For production plugin architectures, favor AddFromType<T> with proper DI lifetimes. Keep plugin methods focused on a single operation. Use the kernel's function call logging to audit which functions the model selects and why.

AI-Friendly Summary

Summary

Semantic Kernel plugin and function registration errors in .NET are caused by missing [KernelFunction] attributes, non-public methods, incorrect plugin registration calls, unsupported parameter types, or missing [Description] attributes. Fix by ensuring all plugin methods are public, decorated with [KernelFunction], and have [Description] on parameters used in AI function calling. Inspect registered plugins at runtime using kernel.Plugins to verify registration.

Key Takeaways

  • Every plugin method must be public and decorated with [KernelFunction] to be discoverable
  • Use [Description] on both the method and its parameters — the AI model uses these descriptions for function calling
  • Register plugins with AddFromType<T> for DI support or AddFromObject for pre-built instances
  • Inspect kernel.Plugins at runtime to verify what functions are actually registered
  • Return types must be serializable — avoid returning complex types without JSON serialization support

Implementation Checklist

  • Add [KernelFunction] attribute to every method intended as a kernel function
  • Add [Description] attribute to the method and each parameter
  • Ensure methods are public (not internal, protected, or private)
  • Register the plugin class using the correct AddFrom method
  • Verify registration by iterating kernel.Plugins at startup
  • Use supported parameter types (primitives, strings, enums) for AI function calling

Frequently Asked Questions

Why can't Semantic Kernel find my plugin function?
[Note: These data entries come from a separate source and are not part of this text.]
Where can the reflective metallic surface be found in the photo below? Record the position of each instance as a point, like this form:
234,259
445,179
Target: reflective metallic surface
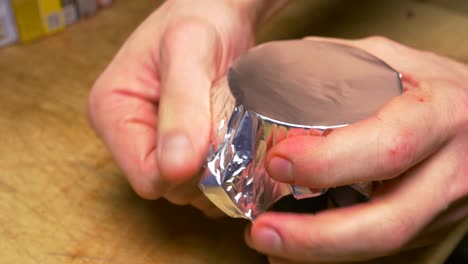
235,178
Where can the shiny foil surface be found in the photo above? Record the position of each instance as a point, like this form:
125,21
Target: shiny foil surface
235,179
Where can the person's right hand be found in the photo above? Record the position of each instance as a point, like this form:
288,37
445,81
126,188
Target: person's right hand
151,106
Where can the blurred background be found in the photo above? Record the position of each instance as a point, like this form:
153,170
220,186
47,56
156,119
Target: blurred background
62,198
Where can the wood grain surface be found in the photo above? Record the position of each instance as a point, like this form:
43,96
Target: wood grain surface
62,198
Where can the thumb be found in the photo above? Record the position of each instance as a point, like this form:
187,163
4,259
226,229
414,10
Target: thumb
187,68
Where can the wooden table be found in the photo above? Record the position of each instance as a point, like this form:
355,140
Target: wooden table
62,198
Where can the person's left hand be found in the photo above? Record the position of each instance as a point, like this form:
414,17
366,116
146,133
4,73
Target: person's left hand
417,144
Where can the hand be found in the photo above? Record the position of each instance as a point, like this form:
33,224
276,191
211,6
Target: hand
151,106
417,144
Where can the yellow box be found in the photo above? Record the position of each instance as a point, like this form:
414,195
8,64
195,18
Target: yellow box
28,19
52,16
36,18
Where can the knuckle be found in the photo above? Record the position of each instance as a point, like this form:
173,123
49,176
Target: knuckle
381,45
398,145
400,152
145,191
182,32
178,199
398,230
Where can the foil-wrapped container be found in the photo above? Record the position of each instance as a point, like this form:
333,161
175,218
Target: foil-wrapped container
283,89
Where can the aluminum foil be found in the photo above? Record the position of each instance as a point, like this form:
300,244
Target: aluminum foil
235,178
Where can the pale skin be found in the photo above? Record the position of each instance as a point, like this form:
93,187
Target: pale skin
151,107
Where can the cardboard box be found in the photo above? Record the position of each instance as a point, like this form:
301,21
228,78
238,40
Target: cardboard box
28,20
86,7
70,11
36,18
104,3
8,34
52,16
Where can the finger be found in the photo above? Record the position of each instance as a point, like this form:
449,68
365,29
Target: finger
122,111
187,70
207,207
405,59
399,135
381,227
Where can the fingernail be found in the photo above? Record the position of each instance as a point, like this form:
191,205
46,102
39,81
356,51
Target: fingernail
268,238
176,150
280,169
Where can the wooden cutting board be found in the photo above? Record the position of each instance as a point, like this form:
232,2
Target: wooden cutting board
62,198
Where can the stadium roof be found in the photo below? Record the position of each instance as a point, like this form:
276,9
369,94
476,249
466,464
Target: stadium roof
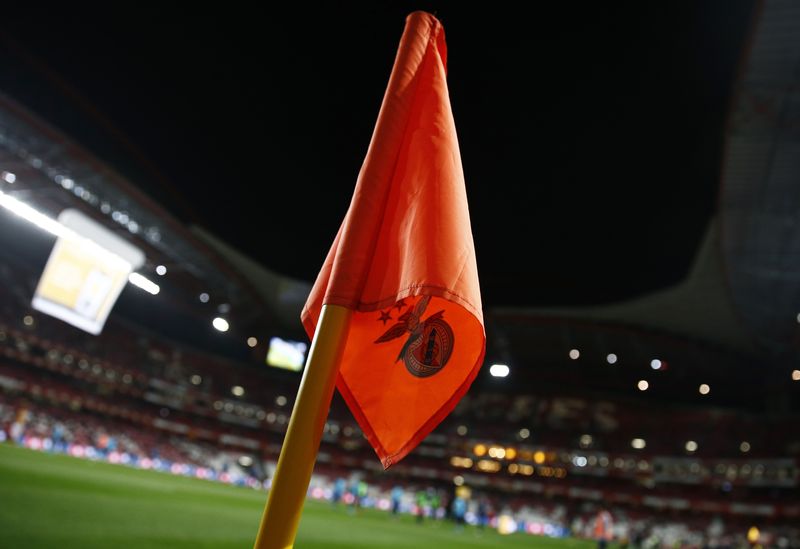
592,141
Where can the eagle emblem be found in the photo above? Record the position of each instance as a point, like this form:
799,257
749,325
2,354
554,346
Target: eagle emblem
429,343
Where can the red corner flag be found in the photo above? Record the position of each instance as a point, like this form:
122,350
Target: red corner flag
404,262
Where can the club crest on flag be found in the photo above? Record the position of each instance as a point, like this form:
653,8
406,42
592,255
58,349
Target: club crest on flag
430,341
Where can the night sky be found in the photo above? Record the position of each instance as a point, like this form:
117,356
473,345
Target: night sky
591,136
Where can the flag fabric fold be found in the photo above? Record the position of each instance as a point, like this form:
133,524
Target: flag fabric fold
404,261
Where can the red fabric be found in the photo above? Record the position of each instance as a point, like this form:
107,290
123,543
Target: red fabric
404,261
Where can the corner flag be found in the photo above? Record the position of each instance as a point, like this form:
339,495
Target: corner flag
404,261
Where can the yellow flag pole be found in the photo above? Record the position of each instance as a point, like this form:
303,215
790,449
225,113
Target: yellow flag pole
299,452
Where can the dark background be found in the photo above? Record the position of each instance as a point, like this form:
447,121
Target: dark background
591,135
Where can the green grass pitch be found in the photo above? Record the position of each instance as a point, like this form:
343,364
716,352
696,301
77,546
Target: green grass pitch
51,501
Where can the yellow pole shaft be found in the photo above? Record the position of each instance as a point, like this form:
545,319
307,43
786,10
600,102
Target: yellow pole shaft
299,452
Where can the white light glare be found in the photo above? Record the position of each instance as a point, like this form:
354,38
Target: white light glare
57,229
499,370
220,324
37,218
145,284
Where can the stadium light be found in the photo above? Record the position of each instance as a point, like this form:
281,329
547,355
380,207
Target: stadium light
744,447
144,283
220,324
574,354
55,228
499,370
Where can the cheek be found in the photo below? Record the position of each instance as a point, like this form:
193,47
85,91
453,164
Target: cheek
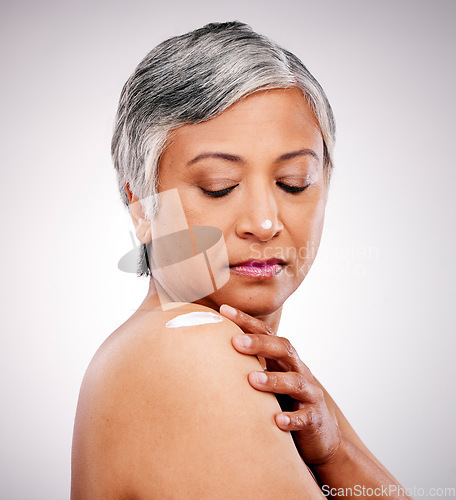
307,231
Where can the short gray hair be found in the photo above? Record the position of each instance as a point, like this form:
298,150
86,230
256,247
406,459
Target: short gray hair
194,77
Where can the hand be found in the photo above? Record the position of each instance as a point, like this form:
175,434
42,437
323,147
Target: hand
314,430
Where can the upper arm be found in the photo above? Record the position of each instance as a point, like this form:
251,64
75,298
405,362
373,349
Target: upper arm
347,429
181,421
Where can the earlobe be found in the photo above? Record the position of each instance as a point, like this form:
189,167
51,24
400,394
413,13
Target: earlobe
142,225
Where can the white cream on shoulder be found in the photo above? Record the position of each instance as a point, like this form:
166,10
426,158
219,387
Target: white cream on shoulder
194,319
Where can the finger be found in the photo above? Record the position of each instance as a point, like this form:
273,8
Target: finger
293,384
272,347
245,321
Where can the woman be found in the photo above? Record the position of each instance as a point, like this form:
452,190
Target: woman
223,147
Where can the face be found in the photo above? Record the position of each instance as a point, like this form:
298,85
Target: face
256,173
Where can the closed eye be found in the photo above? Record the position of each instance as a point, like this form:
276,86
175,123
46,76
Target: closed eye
220,192
292,189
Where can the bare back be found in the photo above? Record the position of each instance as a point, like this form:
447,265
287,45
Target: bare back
169,413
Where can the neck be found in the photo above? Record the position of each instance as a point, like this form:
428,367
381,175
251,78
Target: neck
156,297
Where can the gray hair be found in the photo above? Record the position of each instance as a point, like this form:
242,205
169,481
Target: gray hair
192,78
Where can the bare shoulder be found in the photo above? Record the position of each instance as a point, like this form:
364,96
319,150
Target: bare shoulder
167,412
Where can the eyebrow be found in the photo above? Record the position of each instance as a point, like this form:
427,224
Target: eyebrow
239,159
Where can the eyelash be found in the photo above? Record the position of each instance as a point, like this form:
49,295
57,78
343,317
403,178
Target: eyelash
224,192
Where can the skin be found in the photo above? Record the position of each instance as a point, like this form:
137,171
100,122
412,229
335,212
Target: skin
260,147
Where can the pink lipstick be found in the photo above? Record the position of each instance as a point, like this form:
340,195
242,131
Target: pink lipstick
258,269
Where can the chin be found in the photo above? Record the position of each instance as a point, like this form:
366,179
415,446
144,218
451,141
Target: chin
253,300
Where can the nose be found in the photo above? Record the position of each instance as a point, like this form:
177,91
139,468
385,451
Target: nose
259,215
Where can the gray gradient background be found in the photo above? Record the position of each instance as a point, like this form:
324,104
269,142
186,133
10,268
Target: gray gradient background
374,319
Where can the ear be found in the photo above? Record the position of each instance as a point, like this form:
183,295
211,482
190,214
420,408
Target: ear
142,226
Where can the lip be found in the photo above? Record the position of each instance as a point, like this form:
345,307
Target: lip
258,268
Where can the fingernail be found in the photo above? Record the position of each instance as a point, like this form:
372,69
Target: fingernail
228,310
283,420
262,378
244,340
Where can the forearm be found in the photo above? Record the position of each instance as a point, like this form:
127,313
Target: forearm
351,474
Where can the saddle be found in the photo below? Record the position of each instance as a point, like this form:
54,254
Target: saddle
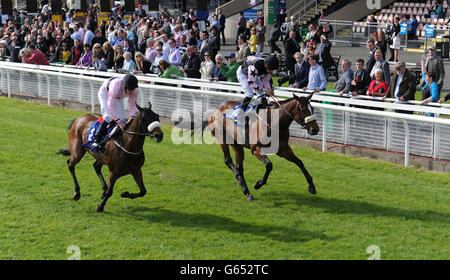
112,129
252,109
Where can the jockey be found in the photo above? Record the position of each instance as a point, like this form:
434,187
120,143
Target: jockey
111,96
254,75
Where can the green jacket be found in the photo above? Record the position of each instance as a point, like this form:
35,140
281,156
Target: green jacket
229,71
171,73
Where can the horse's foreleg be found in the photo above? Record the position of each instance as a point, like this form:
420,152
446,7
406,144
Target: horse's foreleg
287,153
137,175
76,154
239,152
98,169
264,159
77,194
229,160
112,180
Semantic Kernel only discovers methods decorated with the [KernelFunction] attribute. If the attribute is missing, or if the method is not public, the kernel will not register it. Also verify that the plugin itself was added to the kernel via AddFromType, AddFromObject, or AddFromPromptDirectory.

Do I need the KernelFunction attribute?

Yes. The [KernelFunction] attribute is mandatory for Semantic Kernel to discover and register a method as an invocable function. Without it, the method is invisible to the kernel, even if the containing class is registered as a plugin.

How do I register a plugin in Semantic Kernel?

Use kernel.Plugins.AddFromType<MyPlugin>() for DI-compatible registration, kernel.Plugins.AddFromObject(new MyPlugin()) for instance-based registration, or kernel.ImportPluginFromPromptDirectory() for prompt-based plugins. Each method has different lifetime and dependency injection behavior.

Why does function invocation fail at runtime?

Runtime invocation failures are usually caused by unsupported parameter types, missing [Description] attributes on parameters (needed for AI function calling), parameters that cannot be deserialized from the AI model's JSON output, or exceptions thrown inside the function body itself.